PATHWAY AND EXCEPTIONAL LONGEVITY

In this Program Project we plan to expand the evidence indicating that life span is strongly inherited in families with exceptional longevity. Evidence from invertebrates implicates the evolutionarily conserved insulin/ insulin-like growth factor (IGF) signaling pathway in longevity, while evidence from the mouse models suggests the Growth Hormone (GH)/IGF pathway as most relevant to longevity. We hypothesize that genetic variation at loci involved in the GH/IGF signaling pathway can be related to individual differences in life span and the rate of aging in human populations. To address this hypothesis, we propose an approach to discover genetic alterations in the GH/IGF pathways that are enriched in families with exceptional longevity. This proposal is built on the strength of on going collaboration of Dr. Nir Barzilai (PI) with Drs. Yousin Sun (Molecular Human Geneticist from UTHSC) and Pinchas Cohen (IGF and binding protein biologist at UCLA), taking full advantage of the collection of phenotypes and DNA from the Jewish families with exceptional longevity and the appropriate controls and of several new technologies. A unique feature of this proposal is the combined use of genetic technology (exonic genotyping), the extensive biochemical (including IGF-1 and related protein analytes) and clinical phenotypes (including maximal height and age-related disease), which have been well-characterized and archived. This will allow us to establish a comprehensive genetic knowledge base, and associate the genetic information with the biochemical and clinical parallels.

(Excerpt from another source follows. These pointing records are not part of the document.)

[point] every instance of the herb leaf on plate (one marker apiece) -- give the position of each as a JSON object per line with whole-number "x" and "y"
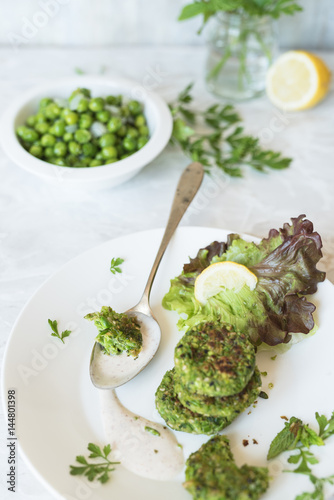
{"x": 55, "y": 333}
{"x": 286, "y": 439}
{"x": 114, "y": 265}
{"x": 94, "y": 470}
{"x": 215, "y": 137}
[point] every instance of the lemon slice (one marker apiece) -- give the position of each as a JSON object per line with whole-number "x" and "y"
{"x": 297, "y": 80}
{"x": 222, "y": 275}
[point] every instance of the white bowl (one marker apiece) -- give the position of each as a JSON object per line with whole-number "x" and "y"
{"x": 157, "y": 114}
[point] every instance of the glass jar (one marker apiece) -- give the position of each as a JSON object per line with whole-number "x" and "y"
{"x": 241, "y": 48}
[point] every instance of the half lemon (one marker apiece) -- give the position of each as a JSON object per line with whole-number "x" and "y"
{"x": 222, "y": 275}
{"x": 297, "y": 80}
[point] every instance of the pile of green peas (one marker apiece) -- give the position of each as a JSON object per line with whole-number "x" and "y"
{"x": 84, "y": 131}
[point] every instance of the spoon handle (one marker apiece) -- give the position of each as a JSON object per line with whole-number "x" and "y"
{"x": 188, "y": 185}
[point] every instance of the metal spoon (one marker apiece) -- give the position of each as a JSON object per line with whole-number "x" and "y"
{"x": 109, "y": 372}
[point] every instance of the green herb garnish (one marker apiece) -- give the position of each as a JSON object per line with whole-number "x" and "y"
{"x": 152, "y": 431}
{"x": 99, "y": 471}
{"x": 209, "y": 8}
{"x": 300, "y": 437}
{"x": 114, "y": 265}
{"x": 118, "y": 332}
{"x": 225, "y": 143}
{"x": 55, "y": 333}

We will use advanced, comprehensive gene screen technology to discover all possible genetic variations in selected genes and their promoters in our probands with exceptional longevity and controls for association analysis (Suh), establish the allele frequency of these polymorphisms in all our study population for validation (Barzilai with the Genetic Core), and asses functional correlates of gene variants identified in association analysis using cellular assay systems (Cohen). The phenotypes for association analysis will include the serum levels of IGFs, and IGFBPs (Cohen) and the prevalence of several age-related diseases (Barzilai). The data and information will be made available through the Statistics and Data Management Core and its Bioinformatics Sharing facility. Newly discovered genes in this project will be made available for testing hypotheses in this longitudinal study (Projects 3 &4).